# what is the best oil for a gas generator..



## mldollins (Jun 21, 2008)

My new ginny gives me several recommendations depending on weather....

sae 30, 10w30, 5w30...

I intend to use it when theres an emergency...winter or summer....

which would be the best all around????

I was thinking 5w30.....not sure....


----------



## timfromohio (Jun 19, 2007)

Perhaps a "middle of the road" weight, but synthetic. That's what I'm planning on.
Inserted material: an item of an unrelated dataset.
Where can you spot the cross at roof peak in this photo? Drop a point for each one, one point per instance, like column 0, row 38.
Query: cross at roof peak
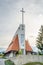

Especially if you need to pull start the generator in winter.


----------



## GREENCOUNTYPETE (Jul 25, 2006)

If you go with full synthetic 10w30 it shouldn't be a problem 

my tiller came with chart for outdoor temp chart as to what oil to use
but if full synthetic 10w30 was used it required no change 

my tiller is a 7 horse briggs with ohv on a simplicity 7016rt


----------



## GREENCOUNTYPETE (Jul 25, 2006)

start and run 15 minutes every month with a load like a halogen light somthing to give a moderate draw 

there is a reason fire departments start every gas engine every month weather it is used or not. they don't want surprises 

also turn off the fule and let it run dry after disconnecting your load each time , if the load is just a light diconecting is not as important , that is to avoide spikes that could damage electronics , but run it dry carbs run dry need less maintainice than carbs that sit with gas in them. and put stabalizer in the gas used


----------



## Jim-mi (May 15, 2002)

Might be over kill but I like the 'good' synthetic stuff.
10-30 is good.
Make sure there is no load on the genny when you start it.
Your being kind to the genny if you let it warm up a bit before applying the load.


----------